Mal empezamos. Las primeras reacciones tras las elecciones son un déjà vu que abona la sensación de hartazgo y, aún peor, la impresión de que tenemos un grave problema que costará resolver. «Un pollo de cojones», que diría Puigdemont. Lo que omite es que, como el bombero pirómano, fue él quien prendió el fuego. A la vista de los resultados, y de los usos políticos, se puede entender que esté envalentonado. Pero no que sea tan irresponsable. Si algo han dejado absolutamente claro estas elecciones es que Cataluña es hoy una sociedad fracturada en dos mitades, cada una encerrada en su trinchera. Y cada uno podrá justificarse echando la culpa al otro. Pero la primera obligación de un presidente es gobernar para todos y tender puentes que derriben las trincheras. Lo contrario de lo que hace Puigdemont, más pendiente de su situación personal que de los intereses generales de Cataluña, amenazada por unas malas perspectivas económicas que parece ignorar.

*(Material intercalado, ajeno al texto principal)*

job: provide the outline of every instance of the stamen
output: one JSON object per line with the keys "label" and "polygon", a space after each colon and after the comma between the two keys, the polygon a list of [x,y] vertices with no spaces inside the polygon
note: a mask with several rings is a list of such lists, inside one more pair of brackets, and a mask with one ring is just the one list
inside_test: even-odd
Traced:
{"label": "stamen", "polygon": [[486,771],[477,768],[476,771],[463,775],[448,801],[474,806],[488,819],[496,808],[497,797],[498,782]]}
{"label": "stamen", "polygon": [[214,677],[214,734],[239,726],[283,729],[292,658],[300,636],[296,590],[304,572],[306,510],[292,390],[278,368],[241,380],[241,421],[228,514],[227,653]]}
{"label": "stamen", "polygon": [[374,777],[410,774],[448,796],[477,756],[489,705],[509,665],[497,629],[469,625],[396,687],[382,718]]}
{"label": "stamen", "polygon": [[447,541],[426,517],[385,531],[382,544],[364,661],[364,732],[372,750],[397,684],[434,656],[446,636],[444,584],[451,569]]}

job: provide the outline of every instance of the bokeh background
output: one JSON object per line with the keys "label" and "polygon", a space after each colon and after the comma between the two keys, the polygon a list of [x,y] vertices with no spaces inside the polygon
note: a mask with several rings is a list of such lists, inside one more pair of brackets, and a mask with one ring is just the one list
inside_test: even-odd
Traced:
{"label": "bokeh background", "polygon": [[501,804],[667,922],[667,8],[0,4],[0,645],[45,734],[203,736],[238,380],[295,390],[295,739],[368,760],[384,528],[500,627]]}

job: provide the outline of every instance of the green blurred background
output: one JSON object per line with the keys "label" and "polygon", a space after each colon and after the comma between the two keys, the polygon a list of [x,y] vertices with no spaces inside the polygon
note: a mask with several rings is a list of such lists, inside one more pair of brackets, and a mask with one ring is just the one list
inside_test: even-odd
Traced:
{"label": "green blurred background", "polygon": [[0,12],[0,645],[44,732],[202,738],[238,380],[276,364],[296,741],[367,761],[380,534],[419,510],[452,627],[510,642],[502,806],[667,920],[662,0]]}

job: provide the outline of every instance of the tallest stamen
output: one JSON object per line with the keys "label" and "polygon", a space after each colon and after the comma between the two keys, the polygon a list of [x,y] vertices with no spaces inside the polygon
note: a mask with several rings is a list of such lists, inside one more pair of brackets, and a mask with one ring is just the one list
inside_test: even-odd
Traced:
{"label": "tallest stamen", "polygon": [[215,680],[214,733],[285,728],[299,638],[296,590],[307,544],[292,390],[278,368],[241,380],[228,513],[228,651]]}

Ciertamente, es difícil de explicar que hasta 19 parlamentarios electos estén procesados, y huidos o en prisión. Pero la responsabilidad es de quien comete el delito. Salvo que se pretenda comprar el indulto en unas elecciones. Revelador de un torticero sentido de la democracia que elimina la separación de poderes y lo supedita todo al interés político particular. Y este es el problema de fondo de los secesionistas: que intentan imponer su pensamiento único. El problema no es de Cataluña con el resto de España. El problema es de los nacionalistas con el resto de los catalanes. Y ni siquiera es una cuestión de respeto a las minorías, porque lo que de verdad hay es un intento de los minoritarios de imponerse por la fuerza a una mayoría social.
Sí. Hay un grave problema en Cataluña cuya solución pasa, antes que nada, por respetar el pluralismo social y político, así como el marco legal. Después, podremos hablar de todo lo demás. La alternativa es volver al procés, que ya se sabe adónde conduce: al fracaso colectivo.